Tesla's Semi and next-generation roadster are set to revolutionize the EV industry, but that's only if Elon Musk and Co. can get their batteries to work. Critics have said that the specs that Tesla has publicized are impossible given the current limitations of battery technology.
As Teslarati reported, Musk has claimed the Tesla Semi will be capable of transporting 80,000 pounds for 500 miles. He also said that the electric hauler will be able to recharge to 400 miles in only half an hour. If it happens, this would be a groundbreaking development in the commercial hauling industry. Tesla has also promised that the Roadster would accelerate from 0 to 60 mph in under 2 seconds which would make it the fastest production car in the world.
But there's a problem, critics are saying. These ambitious claims aren't supported by the current realities of electric battery capacity. As Bloomberg reported, experts have suggested that Tesla is gambling on improvements in battery technology that don't exist today, but might be created between now and the time that they're ready to deliver these new vehicles.
"I don't think they're lying," Sam Jaffe, battery analyst for Cairn Energy Research, said to Bloomberg. "I just think they left something out of the public reveal that would have explained how these numbers work."Could that "something" be an announcement about battery innovation that Tesla is trying to hide from its competitors?
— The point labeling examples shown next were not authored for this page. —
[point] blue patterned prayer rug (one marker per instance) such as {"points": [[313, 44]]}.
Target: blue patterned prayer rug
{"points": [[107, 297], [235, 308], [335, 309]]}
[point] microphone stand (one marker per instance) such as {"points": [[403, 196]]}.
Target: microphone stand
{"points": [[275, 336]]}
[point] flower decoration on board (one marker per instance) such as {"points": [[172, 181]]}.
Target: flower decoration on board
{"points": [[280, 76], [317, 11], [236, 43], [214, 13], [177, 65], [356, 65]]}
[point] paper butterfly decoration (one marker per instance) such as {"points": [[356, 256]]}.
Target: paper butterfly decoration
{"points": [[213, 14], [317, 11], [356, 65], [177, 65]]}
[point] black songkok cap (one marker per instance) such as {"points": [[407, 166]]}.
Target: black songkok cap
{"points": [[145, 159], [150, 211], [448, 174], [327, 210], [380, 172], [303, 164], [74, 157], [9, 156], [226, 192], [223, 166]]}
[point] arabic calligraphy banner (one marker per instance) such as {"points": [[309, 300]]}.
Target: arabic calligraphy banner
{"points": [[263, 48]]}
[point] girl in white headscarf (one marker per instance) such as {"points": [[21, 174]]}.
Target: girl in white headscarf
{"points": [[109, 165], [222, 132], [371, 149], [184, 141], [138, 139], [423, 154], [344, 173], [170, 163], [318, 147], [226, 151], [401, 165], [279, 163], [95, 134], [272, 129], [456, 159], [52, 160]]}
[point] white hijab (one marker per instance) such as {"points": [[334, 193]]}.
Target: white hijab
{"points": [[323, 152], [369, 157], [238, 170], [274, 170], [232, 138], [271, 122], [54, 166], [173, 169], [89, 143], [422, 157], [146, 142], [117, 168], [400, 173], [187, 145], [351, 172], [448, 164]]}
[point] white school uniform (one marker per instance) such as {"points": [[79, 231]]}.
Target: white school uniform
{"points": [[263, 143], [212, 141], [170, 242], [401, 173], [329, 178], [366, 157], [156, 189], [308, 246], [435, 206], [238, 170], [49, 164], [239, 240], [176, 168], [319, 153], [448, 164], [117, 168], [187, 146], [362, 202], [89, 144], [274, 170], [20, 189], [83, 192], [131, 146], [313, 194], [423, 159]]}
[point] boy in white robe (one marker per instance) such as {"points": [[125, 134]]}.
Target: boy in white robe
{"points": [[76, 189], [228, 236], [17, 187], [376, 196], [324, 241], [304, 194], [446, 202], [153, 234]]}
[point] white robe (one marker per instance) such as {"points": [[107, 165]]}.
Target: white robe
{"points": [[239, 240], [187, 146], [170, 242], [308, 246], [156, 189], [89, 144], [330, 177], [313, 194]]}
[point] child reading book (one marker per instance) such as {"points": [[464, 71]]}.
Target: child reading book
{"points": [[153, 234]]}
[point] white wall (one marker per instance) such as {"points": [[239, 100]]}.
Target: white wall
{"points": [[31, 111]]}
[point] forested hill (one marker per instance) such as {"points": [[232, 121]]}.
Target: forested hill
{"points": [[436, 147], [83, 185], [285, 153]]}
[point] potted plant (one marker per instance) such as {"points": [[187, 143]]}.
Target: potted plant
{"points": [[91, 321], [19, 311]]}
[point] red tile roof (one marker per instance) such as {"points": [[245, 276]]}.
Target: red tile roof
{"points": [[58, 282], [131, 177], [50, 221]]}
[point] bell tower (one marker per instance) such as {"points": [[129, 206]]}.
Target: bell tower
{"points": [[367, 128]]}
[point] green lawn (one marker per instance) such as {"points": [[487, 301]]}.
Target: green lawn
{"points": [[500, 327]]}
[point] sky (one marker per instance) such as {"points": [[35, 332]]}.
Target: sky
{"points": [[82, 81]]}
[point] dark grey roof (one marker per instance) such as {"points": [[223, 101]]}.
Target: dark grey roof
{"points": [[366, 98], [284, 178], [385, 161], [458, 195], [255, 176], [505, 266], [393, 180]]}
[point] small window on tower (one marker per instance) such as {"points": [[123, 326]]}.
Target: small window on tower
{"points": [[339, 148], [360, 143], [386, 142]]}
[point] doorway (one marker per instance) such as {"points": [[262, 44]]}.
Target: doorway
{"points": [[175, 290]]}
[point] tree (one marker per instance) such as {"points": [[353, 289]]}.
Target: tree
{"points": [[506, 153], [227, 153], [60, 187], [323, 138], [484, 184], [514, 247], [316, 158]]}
Experts told Bloomberg that based on the specs Elon Musk outlined, the Tesla Semi would need a battery capacity of between 600 and 1,000 kilowatt hours. That's way more than 5 times the size of the biggest Tesla Model S battery. Given today's battery technology, an 800 kWh battery pack would weigh over 10,000 pounds and be priced much higher than $100,000. If that's the likely cost of the battery, the Tesla starting price for the Semi, $150,000, is minuscule.Elon Musk could be estimating that battery prices will decrease so that they can make a profit on their truck, Teslarati noted. The electric semi tucks won't hit the roads until 2019. The companies who have made pre-orders like Walmart and DHL have made small orders and have indicated that they want to test the vehicle on shorter runs first. This may give Tesla time to adapt before the larger orders start rolling in. Battery prices could be cheaper by that time as well. As for the Roadster, Tesla has promised a fast car that can go for 62o miles on a single charge. Bloomberg's analysts have said that to do so, the electric sedan will require a 200 kWh battery pack which is double the size of Tesla's largest battery. One expert predicted that the company would pile two battery packs one on top of the other, beneath the vehicle's floor. Even with that prediction, he still believes that Tesla is banking on improvements in battery technology to make the Roadster work. And there's good news on that front as battery density has been improving by about 8 percent per year. That's without any notable developments in current battery chemistry.